Matt Taylor successfully defended seven from the final over as Gloucestershire claimed their first win of this season’s Vitality Blast with a two-run success against Middlesex at Merchant Taylor’s School.
The left-armer conceded just four, with former Gloucestershire all-rounder Ryan Higgins needing three off the final ball and attempting a paddle shot that led to him being run out for 24.
Middlesex, who remain winless in the tournament, had looked set to break their duck after skipper Stephen Eskinazi struck a half-century and Higgins and Luke Hollman shared a sixth-wicket partnership of 55 from 30 balls.
But they fell just short of the Gloucestershire total of 181-9, centred around Miles Hammond’s knock of 59 from 42.
Asked to bat after losing the toss, Gloucestershire began briskly with Grant Roelofsen taking 18 from Tom Helm’s second over, but the opener’s knock of 34 from 19 came to a tame end when he patted Higgins’ half-volley to mid-off.
Higgins, playing against his former county for the first time since his return to Middlesex, was expensive overall – as was his dropped catch at long-on when Hammond, with just nine to his name, took on Hollman.
The left-hander capitalised on that let-off, launching successive Blake Cullen deliveries over the fence and driving Hollman over the top for six more as he passed his half-century before chopping Cullen to point.
Joe Cracknell pouched the catch, his third of the innings – and a routine one by comparison with the second, when he raced from deep midwicket to long on and dived for a spectacular one-handed grab that removed visiting skipper Jack Taylor.
Cullen also claimed the wicket of the big-hitting Marchant de Lange to finish with three for 38, while Martin Andersson took two for 30 as Graeme van Buuren’s unbeaten 28 from 19 nudged Gloucestershire above 180.
Middlesex kept up with the required run-rate of nine at the start of their pursuit, with Cracknell sweeping Tom Smith’s first delivery to the boundary and bisecting the leg-side fielders perfectly to collect four more off David Payne.
He and Eskinazi scored freely as they accumulated a partnership of 78 from 48 but Cracknell, having reverse-swept Smith for four, was lbw for 42 from 28 attempting to repeat the shot later in the over.
Eskinazi began to impose himself on the Gloucestershire spinners, pumping van Buuren over long-on for two sixes, but Ollie Price boosted the visitors’ prospects with a single over of off-breaks that accounted for both Max Holden and Pieter Malan.
De Lange backed up Price’s double strike in the next over, firing one through Eskinazi’s defences to take out his middle stump, but Hollman and Higgins stopped the rot with their spirited counter-attack.
Hollman took two fours off Matt Taylor in quick succession and thumped Payne back down the ground for another to reach 39 from 19 before he was bowled by Price, who recorded his best T20 figures of three for 21.
Eskinazi said: “I think we probably played almost the perfect T20 game, especially an outground T20 game, up until 12 balls to go.
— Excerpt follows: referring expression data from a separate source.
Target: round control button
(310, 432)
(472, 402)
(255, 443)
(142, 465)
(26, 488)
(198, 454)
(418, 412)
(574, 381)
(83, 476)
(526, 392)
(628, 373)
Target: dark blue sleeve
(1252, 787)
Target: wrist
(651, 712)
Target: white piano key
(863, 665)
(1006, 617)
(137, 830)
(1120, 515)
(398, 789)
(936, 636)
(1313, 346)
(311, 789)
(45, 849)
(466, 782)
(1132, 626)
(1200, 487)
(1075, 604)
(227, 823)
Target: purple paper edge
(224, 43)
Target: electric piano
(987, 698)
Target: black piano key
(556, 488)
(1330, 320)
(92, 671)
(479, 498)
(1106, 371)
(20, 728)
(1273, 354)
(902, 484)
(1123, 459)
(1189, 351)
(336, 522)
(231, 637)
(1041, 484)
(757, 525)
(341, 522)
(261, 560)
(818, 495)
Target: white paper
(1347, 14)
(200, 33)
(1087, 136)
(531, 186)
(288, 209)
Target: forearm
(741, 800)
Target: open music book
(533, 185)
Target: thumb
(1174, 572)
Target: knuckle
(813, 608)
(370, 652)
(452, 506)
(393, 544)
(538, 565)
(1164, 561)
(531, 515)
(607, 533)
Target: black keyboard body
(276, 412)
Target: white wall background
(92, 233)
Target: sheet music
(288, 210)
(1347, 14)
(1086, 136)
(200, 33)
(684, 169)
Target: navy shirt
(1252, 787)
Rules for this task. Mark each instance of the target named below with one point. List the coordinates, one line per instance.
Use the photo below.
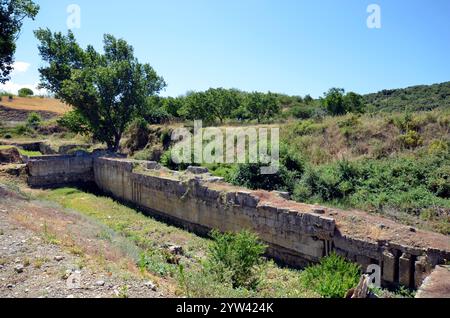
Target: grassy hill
(415, 98)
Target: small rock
(318, 210)
(74, 280)
(197, 170)
(67, 274)
(150, 285)
(381, 226)
(19, 268)
(175, 250)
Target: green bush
(22, 130)
(155, 262)
(34, 120)
(138, 132)
(407, 184)
(411, 139)
(290, 170)
(236, 258)
(439, 181)
(25, 92)
(332, 278)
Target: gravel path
(31, 267)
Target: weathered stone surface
(406, 270)
(197, 170)
(295, 234)
(10, 155)
(389, 267)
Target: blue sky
(288, 46)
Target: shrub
(439, 182)
(332, 278)
(237, 257)
(411, 139)
(138, 134)
(22, 130)
(74, 122)
(155, 262)
(302, 112)
(34, 120)
(249, 175)
(25, 92)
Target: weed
(237, 257)
(332, 278)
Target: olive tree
(107, 90)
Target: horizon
(293, 48)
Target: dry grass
(36, 104)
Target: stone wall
(297, 234)
(53, 171)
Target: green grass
(151, 236)
(333, 277)
(23, 152)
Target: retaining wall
(297, 234)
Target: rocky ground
(37, 264)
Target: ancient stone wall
(297, 234)
(53, 171)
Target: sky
(296, 47)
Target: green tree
(354, 103)
(262, 105)
(334, 102)
(107, 90)
(12, 14)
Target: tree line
(109, 89)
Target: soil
(41, 258)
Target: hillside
(415, 98)
(36, 104)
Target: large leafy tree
(107, 90)
(262, 106)
(12, 14)
(339, 103)
(334, 101)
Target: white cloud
(21, 67)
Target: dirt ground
(36, 104)
(49, 253)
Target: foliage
(74, 122)
(262, 106)
(339, 104)
(12, 14)
(236, 257)
(407, 184)
(249, 175)
(34, 120)
(416, 98)
(333, 277)
(25, 92)
(138, 134)
(107, 90)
When you’re four down, with two of your most senior players at the crease, 12 off 12 – you probably win that game 999 times out of a thousand.
“It stings for sure. I don’t think I’ve ever seen that before, not with people as senior as that at the crease and I don’t think the guys need me to tell them how much it hurts the team. It’s going to be a tough one to bounce back from.
“I think the first two games you do (focus on the positives). Here you can absolutely highlight the capitulation, the brain fade. I can imagine as a supporter, when you keep getting beat and everyone says ‘there’s a positive’ it starts to lose its value.
“I could have understood if it was two young guys but with two of our most senior players, I was extremely disappointed and I’m sure they are too. We know how hard it is in this competition to win games and we’re absolutely not a team that can afford to do what we did today.”
Middlesex host Glamorgan on Wednesday (4.30pm).